A couple of weeks ago my flat screen TV upgraded itself automatically online.  My WiFi printer did the same thing when I plugged it in.   Yesterday my smartphone and tablet auto-upgraded from Android Jelly Bean to Android Kit Kat, although they did ask my permission first.  I still have no idea what happened to my TV or to my printer, what that's supposed to do for me - or to me.  I did go online to learn a bit about what this Kit Kat business is all about.  I have a pretty good idea of what it does for me, and that does seem pretty neat.  I just have no idea if there's more to it than meets the eye, something that it does for someone else, something that it does to me.  I take some comfort in knowing that damned few children of the Digital Age would know either or even care - but not much.

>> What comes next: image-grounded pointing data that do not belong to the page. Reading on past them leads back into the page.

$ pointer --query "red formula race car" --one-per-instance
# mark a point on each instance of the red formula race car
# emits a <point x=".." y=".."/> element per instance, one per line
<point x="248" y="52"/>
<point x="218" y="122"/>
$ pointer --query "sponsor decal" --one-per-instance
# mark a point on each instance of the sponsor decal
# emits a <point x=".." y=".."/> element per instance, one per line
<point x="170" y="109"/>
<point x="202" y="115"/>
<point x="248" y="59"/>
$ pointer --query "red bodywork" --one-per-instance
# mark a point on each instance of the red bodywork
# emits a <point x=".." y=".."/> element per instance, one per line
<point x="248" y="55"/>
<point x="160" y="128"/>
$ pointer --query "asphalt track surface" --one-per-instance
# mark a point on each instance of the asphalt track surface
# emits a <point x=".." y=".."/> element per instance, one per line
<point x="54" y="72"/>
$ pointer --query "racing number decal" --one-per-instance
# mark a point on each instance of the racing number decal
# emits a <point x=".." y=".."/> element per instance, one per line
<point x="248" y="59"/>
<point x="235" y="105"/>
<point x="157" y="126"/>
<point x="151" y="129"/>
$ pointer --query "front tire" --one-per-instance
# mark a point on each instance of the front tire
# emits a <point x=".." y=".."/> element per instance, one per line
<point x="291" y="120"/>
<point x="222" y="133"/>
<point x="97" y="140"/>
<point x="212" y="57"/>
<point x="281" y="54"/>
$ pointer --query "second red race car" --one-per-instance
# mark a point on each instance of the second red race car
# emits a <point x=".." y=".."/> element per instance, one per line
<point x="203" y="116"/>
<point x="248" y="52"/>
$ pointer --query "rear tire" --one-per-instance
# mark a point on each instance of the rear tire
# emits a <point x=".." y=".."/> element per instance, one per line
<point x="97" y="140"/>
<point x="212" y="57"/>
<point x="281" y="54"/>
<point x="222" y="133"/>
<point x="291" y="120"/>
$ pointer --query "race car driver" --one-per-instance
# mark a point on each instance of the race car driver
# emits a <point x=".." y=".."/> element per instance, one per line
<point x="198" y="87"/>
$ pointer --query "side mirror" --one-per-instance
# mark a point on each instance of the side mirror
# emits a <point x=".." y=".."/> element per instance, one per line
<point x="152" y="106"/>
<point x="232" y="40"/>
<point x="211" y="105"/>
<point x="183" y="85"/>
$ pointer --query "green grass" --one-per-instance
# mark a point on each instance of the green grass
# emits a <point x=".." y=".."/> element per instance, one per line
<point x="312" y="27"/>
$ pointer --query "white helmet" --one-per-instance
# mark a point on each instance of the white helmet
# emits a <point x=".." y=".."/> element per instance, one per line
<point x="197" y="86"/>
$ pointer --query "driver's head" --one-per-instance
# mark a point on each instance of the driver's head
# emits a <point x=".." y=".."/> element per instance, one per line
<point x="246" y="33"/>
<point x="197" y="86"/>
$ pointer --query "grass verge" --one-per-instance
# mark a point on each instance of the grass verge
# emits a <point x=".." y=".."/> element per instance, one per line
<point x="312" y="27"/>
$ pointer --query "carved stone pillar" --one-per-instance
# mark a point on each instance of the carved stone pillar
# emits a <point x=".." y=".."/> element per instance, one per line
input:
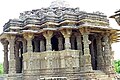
<point x="86" y="56"/>
<point x="79" y="42"/>
<point x="73" y="42"/>
<point x="42" y="45"/>
<point x="5" y="63"/>
<point x="79" y="47"/>
<point x="24" y="46"/>
<point x="67" y="33"/>
<point x="12" y="61"/>
<point x="93" y="59"/>
<point x="60" y="43"/>
<point x="48" y="36"/>
<point x="17" y="58"/>
<point x="29" y="37"/>
<point x="36" y="43"/>
<point x="100" y="60"/>
<point x="107" y="55"/>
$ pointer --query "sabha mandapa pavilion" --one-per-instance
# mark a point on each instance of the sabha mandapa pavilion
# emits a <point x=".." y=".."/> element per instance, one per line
<point x="59" y="43"/>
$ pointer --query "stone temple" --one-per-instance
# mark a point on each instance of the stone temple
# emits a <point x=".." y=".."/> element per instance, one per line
<point x="59" y="43"/>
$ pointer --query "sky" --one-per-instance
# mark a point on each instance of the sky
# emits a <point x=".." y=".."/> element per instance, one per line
<point x="10" y="9"/>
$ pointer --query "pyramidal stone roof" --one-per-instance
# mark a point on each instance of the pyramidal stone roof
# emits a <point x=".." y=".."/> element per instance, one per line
<point x="58" y="13"/>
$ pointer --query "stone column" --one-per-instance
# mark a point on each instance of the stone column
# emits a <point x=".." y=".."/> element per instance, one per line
<point x="42" y="45"/>
<point x="67" y="33"/>
<point x="93" y="52"/>
<point x="73" y="42"/>
<point x="79" y="47"/>
<point x="36" y="43"/>
<point x="48" y="36"/>
<point x="5" y="63"/>
<point x="29" y="37"/>
<point x="107" y="55"/>
<point x="79" y="42"/>
<point x="17" y="58"/>
<point x="24" y="46"/>
<point x="100" y="60"/>
<point x="12" y="61"/>
<point x="86" y="57"/>
<point x="60" y="43"/>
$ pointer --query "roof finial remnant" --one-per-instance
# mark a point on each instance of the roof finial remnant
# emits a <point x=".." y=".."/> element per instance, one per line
<point x="59" y="3"/>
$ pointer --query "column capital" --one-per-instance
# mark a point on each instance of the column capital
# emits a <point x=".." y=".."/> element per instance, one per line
<point x="47" y="34"/>
<point x="66" y="32"/>
<point x="28" y="35"/>
<point x="84" y="31"/>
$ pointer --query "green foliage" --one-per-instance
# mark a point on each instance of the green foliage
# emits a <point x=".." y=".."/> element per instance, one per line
<point x="1" y="68"/>
<point x="117" y="66"/>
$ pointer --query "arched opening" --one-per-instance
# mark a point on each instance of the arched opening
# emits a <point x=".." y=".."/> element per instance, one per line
<point x="54" y="42"/>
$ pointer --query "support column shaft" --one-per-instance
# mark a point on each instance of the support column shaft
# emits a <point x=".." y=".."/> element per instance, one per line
<point x="5" y="63"/>
<point x="87" y="56"/>
<point x="12" y="61"/>
<point x="60" y="44"/>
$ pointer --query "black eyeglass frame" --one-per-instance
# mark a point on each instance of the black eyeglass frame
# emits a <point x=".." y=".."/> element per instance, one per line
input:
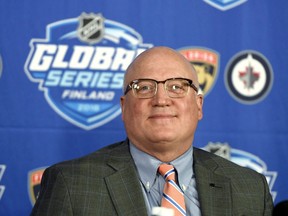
<point x="130" y="85"/>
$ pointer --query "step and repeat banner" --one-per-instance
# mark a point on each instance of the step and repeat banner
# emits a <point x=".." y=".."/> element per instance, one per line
<point x="62" y="65"/>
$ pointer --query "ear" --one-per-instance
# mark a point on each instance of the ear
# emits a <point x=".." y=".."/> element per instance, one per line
<point x="200" y="101"/>
<point x="122" y="102"/>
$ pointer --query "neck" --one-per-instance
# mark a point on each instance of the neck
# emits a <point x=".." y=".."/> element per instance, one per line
<point x="164" y="152"/>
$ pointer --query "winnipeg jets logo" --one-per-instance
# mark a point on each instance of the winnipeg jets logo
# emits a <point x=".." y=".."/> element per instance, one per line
<point x="249" y="77"/>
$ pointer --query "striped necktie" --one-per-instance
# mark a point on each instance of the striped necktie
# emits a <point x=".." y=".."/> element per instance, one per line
<point x="172" y="194"/>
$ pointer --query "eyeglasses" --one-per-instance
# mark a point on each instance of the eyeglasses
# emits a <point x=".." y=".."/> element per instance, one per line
<point x="147" y="88"/>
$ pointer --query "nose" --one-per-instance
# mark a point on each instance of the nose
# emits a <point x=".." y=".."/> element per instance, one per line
<point x="161" y="98"/>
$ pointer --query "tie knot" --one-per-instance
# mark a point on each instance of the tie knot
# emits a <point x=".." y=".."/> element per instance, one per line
<point x="167" y="171"/>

What are these "Mod Cons" doing to me?  What are they doing to you?  LG flat screen TVs were recently in the news when it was discovered they were logging what was being watched, even the content of USB memory sticks used to display photos and such, and reporting it all back to the company.  Think of all the stuff a cyber-snitch TV could pass along through its meta-data reporting.  They'll figure out your approximate age, your IP address, your social station, your political leanings, stuff you might not want people to know you're watching, your consumer preferences - the list is literally endless.  My smart TV communicates with my computer.  Does that mean it could be a portal for our cyber-spooks to somehow access my computer drives?

It doesn't take a Luddite to rail at this ongoing and apparently growing intrusion into our last refuge of privacy, our very homes.   Today technology enables the corporate world and governments to spy on us far more effectively than the Stasi ever did on East Germans.  It's enough to make you yearn for a return to the good old Analog days.

2 comments:

Anonymous said...

I still care about privacy and find it harder and harder to maintain it. What I can do is teach my children about privacy and question the endless quest from government to business for their need.

"Why can't you smile on health card, driver's license or passport pictures?" - Because the government wants a database of all citizens that will be shared with other countries and also to use facial recognition software.

"Why does the cashier ask for your postal code?" - So that the store knows where clients come from so that they can target advertising there. Imagine if you are from a poorer section of town, you will be ignored.

Walking into stores, we identify all the cameras. The same is done when in public.

Some other skills such as turning off a cell phone and removing the batterie is explained to them if they are to go to a demonstration/march...

Internet privacy is another one. Although your IP pretty much gives you away.

When I turn on iTunes, I cringe every time it dials home and gives it the content of my library. It's a service for Apple, not for me. I don't get paid for that data.

Google, is no better.
I want my phone to be a phone. I don't want to use Google Talk for text messages.

I do understand that these companies give a "service" for the right to mine data, but until consumers start putting a limit, they will devour all that they can.

Anonymous said...

I am a new Luddite. I refuse to participate in so called 'social media'. My family and friends make fun of me.

The Coen brothers don't like them, but it is somewhat ironic that these guys used pen and paper to design their own instruments to describe our current digital predicament.